1. Where’s the bride – and why does she let her husband-to-be refuse entry to half her friends?
2. Why does this bunch of twelve year olds (about the average age for a ‘virgin’ or young girl in Biblical times) put up with waiting long into the night, until they are so tired they fall asleep?
3. If being prepared is a virtue, why is punctuality not also required?
4. Why do they not have a communal supply of oil, preferably supplied by the bride and groom, as it is after all their wedding – what is this with individual containers?
5. Why do the so-called ‘wise’ ones refuse to share?
6. Do the ‘so-called’ foolish ones actually manage to replenish their oil stock? – it says they come back, but it never indicates that they found more oil.
7. Is this a situation where sharing actually won’t help because the overall resource is too small to do the job?
8. Why is this story so anxiety provoking? (It really should have a mental health warning I think)
9. Is that because it taps into all our primal fears about being excluded and locked out?
10. What did the five excluded young women do afterwards?
- they were my 10 questions and I am sure you will have others. Overarching them all, is a key question we might want to ask of any Biblical text – What is the ‘good news’ here – what in this text is life-giving and could be considered to have authority in the sense of authoring life?
Now I could take you down the by-ways of wedding customs in the Jewish world. I could have you delve into the use of wedding imagery and especially wedding feast imagery in Biblical literature. I could have you consider Christian mystical ideas of the marriage of Christ the groom to their bride the Church. I could certainly have you ponder the idea that spiritual capital is individual and not communal – I cannot share my spiritual peace with you for example; you must put the effort in and receive your own share. Or I could tell you that this is all about Matthew’s church being frustrated at the slowness of Jesus’s second coming and needing to persuade people to hang in and be ready.

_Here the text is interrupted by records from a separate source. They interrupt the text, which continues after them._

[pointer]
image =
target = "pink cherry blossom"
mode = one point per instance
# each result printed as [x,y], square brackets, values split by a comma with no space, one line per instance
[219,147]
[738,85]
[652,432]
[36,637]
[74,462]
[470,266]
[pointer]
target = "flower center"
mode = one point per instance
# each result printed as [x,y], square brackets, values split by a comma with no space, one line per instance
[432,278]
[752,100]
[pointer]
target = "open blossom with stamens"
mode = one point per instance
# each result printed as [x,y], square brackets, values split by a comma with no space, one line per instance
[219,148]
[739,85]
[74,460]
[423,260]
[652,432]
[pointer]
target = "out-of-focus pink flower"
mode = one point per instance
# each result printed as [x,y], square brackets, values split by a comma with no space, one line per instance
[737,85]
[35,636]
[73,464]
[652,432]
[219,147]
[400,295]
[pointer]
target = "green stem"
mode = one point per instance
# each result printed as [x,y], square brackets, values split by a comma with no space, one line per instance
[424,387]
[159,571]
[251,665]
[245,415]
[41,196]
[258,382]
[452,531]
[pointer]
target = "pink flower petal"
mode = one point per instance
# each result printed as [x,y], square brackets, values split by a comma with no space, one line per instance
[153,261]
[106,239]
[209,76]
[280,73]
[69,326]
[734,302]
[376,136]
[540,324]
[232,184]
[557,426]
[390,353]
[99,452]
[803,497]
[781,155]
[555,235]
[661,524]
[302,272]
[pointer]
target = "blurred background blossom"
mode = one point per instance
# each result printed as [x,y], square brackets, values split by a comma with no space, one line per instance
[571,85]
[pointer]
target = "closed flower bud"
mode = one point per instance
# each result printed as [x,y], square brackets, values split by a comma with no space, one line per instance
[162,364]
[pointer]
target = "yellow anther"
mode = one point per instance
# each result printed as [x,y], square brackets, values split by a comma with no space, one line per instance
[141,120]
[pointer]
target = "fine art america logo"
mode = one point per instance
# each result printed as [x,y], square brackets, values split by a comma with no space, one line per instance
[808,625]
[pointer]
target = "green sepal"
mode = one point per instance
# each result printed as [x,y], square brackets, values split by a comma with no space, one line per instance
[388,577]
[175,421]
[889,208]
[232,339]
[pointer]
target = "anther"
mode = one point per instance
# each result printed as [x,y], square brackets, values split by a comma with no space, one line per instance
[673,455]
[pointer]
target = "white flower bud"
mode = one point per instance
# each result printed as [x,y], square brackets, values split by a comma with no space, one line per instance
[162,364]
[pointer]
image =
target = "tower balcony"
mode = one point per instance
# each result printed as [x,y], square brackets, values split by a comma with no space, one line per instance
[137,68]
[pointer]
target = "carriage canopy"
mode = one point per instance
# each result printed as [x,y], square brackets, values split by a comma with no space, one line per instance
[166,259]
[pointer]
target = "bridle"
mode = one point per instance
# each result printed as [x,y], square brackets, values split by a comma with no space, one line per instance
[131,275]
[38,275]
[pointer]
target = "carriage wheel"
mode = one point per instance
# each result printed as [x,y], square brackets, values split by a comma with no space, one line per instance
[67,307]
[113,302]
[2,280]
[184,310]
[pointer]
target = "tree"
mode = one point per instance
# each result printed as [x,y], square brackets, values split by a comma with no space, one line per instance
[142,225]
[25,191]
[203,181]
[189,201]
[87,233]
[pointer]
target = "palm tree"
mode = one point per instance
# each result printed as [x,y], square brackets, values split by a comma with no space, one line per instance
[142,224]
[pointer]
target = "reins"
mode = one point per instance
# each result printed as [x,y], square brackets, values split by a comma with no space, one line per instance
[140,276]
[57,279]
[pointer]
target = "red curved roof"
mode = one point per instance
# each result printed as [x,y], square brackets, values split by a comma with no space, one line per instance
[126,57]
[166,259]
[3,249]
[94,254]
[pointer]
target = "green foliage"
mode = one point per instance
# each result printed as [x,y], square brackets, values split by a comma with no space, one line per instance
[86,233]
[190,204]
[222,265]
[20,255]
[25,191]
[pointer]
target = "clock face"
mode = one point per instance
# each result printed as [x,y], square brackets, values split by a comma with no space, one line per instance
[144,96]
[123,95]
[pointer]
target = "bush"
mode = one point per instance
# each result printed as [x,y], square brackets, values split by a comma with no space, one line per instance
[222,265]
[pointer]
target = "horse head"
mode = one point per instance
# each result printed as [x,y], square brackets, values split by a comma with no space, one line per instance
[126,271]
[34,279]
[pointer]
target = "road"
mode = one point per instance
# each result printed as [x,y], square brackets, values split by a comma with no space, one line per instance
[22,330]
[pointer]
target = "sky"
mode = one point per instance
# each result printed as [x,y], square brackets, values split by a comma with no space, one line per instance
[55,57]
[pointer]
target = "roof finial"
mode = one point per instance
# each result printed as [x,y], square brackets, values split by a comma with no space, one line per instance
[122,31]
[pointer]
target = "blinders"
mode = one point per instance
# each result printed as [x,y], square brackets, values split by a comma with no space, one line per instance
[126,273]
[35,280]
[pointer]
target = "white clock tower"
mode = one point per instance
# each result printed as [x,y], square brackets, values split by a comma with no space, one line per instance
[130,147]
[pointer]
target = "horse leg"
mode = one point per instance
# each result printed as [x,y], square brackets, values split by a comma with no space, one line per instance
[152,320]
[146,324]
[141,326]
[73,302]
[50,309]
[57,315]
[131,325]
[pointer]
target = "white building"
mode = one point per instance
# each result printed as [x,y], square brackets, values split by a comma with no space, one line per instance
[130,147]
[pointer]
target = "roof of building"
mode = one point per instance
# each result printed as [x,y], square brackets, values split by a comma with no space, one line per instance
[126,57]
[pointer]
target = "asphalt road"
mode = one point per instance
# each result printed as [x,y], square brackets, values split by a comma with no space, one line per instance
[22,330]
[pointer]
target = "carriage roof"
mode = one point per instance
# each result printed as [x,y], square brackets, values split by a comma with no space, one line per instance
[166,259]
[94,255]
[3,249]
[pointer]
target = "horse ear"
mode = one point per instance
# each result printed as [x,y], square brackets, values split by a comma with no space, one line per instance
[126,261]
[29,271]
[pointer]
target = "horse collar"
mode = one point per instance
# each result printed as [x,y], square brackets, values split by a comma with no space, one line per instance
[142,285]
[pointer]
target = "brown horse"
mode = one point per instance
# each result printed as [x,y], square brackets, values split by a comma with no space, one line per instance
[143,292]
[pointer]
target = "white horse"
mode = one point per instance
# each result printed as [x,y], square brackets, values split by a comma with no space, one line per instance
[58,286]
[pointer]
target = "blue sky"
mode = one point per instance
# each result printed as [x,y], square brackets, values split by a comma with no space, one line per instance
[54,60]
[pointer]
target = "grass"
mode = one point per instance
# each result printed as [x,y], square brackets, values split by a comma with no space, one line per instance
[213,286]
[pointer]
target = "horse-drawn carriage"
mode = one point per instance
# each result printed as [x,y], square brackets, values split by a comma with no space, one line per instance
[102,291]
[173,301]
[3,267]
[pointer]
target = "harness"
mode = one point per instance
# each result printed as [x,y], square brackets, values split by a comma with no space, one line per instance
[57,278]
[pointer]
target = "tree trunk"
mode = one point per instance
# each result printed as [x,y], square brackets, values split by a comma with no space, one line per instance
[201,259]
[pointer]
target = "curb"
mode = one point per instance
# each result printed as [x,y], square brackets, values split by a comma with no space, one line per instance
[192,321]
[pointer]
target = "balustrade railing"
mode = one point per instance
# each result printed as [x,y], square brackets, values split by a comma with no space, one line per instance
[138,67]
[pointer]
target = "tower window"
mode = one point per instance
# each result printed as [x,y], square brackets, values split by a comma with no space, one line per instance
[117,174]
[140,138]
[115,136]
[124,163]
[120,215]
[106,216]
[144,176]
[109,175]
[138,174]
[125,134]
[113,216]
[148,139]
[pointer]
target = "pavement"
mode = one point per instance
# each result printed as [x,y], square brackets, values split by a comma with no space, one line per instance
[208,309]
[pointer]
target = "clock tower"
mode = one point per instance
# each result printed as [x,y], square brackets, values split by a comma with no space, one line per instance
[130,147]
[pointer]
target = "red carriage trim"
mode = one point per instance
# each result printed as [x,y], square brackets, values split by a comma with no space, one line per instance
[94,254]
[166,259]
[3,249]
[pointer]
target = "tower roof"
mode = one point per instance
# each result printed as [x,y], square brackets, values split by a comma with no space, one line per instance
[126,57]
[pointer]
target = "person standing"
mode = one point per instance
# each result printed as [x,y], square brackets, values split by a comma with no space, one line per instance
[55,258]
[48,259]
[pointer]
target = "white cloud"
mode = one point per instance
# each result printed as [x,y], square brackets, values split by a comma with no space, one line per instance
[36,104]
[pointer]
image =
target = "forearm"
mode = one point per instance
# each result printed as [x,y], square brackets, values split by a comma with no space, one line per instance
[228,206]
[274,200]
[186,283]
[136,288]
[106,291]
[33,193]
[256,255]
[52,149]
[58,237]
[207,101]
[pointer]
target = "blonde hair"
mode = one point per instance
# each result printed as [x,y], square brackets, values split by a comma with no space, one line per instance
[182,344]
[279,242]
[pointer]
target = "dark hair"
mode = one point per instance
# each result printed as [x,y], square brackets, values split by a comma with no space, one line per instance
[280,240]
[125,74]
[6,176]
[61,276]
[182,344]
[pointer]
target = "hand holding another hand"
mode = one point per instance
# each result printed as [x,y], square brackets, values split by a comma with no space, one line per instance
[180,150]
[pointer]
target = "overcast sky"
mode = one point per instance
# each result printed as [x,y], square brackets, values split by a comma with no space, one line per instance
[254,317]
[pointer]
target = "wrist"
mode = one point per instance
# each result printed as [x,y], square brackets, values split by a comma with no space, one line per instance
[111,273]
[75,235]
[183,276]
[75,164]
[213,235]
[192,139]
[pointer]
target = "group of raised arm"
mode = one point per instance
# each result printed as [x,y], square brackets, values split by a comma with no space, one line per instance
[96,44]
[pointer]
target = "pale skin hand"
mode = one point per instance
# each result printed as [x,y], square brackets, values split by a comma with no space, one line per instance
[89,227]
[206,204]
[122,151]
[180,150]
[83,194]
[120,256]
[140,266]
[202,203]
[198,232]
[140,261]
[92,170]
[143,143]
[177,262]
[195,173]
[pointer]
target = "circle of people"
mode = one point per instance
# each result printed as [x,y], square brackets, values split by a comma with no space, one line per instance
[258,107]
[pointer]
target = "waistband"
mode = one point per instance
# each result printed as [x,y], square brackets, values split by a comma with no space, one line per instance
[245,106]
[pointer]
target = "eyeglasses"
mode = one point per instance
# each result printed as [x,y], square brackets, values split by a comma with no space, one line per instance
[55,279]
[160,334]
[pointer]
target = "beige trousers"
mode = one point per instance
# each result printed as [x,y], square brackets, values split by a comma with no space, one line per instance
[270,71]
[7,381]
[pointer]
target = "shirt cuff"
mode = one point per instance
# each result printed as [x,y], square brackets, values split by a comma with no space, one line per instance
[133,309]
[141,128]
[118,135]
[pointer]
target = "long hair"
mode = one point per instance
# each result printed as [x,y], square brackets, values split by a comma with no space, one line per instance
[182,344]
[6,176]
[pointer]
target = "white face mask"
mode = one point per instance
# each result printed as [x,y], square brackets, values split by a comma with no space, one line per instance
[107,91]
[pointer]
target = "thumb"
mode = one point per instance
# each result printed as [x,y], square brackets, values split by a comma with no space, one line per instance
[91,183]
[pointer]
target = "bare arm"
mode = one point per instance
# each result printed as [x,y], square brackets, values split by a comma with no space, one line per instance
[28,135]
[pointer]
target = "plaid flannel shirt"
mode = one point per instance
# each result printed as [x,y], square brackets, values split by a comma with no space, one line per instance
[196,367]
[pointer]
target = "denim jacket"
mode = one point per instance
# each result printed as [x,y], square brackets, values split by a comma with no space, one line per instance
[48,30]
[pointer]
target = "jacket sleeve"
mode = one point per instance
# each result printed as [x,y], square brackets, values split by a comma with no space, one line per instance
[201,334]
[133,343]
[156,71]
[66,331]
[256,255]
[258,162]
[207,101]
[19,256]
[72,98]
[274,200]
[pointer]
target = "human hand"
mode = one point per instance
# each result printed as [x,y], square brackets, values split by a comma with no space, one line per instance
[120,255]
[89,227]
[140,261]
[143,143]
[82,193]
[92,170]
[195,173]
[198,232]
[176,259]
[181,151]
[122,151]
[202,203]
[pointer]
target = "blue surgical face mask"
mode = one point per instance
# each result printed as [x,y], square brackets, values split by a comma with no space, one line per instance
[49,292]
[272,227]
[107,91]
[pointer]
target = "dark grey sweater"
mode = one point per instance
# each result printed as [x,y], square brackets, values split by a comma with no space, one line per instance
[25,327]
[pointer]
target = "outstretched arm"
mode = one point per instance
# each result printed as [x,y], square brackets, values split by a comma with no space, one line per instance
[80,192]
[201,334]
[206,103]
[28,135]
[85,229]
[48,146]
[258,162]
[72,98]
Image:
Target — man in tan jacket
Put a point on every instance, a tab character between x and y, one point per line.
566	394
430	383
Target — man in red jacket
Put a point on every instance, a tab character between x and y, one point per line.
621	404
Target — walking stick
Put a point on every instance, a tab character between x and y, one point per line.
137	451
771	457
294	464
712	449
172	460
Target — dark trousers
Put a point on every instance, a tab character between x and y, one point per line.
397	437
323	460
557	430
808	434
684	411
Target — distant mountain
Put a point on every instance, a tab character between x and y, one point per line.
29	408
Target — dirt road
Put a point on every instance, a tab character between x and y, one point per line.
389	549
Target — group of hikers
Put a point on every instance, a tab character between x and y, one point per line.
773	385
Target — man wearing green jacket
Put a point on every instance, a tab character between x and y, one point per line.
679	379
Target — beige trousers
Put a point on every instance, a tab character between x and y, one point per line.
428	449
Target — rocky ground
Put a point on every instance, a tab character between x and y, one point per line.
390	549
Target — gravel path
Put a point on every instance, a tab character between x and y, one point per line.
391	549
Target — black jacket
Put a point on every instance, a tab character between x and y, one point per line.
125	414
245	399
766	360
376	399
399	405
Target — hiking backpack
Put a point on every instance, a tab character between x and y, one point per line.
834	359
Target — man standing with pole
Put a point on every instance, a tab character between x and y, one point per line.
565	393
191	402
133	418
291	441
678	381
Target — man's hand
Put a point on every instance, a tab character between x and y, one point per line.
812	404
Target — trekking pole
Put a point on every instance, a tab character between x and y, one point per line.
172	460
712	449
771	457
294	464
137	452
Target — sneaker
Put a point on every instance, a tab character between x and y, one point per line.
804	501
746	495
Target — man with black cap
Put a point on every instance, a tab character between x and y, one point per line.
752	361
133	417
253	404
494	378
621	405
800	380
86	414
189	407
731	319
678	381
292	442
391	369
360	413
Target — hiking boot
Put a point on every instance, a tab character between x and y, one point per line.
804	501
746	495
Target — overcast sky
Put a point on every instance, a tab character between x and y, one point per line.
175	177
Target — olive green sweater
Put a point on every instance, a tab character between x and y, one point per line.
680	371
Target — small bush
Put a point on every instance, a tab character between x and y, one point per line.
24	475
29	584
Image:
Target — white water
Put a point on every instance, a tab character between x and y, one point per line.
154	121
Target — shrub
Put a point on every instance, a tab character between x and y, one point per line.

However, I am not convinced that any of that will help us much with this parable. What might help us is to recognise that Jesus delivered his teaching always in a communal setting, and one where he would have expected heckling and objections and that those listening would have been up for a tussle about the meaning of whatever he presented. So that’s what we are doing today, we are wrestling with this story, and seeing if we can find any goodness in it. And I do want to think more about what those five ‘foolish’ virgins did next. To do that we have to stop treating the story as an allegory, capable of only one interpretation, and start treating it as a parable. Then we can untie the knot that says that the bridegroom is Christ, the wedding feast is heaven and only the wise and ready ones get in, so be wise and ready; and consider some other possibilities.
What if in fact these rather pharisaic and judgmental ‘wise’ ones are to be left – like the scribes and Pharisees – to enjoy their feast behind the safely locked door of the law, and their more playful counterparts be freed for something new? For the word foolish is capable of a different interpretation – indeed it relates to our English word ‘silly’, which has its origins in the Old English ‘seilig’, meaning holy. To be foolish is not necessarily to be far from God. So maybe these foolish and playful ones might be closer to Jesus than their oh so prepared counterparts?
What do you think? I know that if I was in a small group locked out from a party and rejected by a host who hadn’t even bothered to turn up on time, when I was awake and had my light burning brightly for them, I don’t think I’d be worrying too much about what I was missing. I think I just might be turning to my companions and saying – ‘how about we go somewhere else? I know a really good little place up the street…..’ And from what we know of Jesus in other places, I don’t think He would be averse to a rather more unstructured party, with some less than respectable guests.
So I leave you with the thought that rather than having an anxiety attack about ever being ready enough for Jesus’s return, we might do better to engage in a little foolishness and therein catch some joy – the inalienable sign of the Spirit. Amen.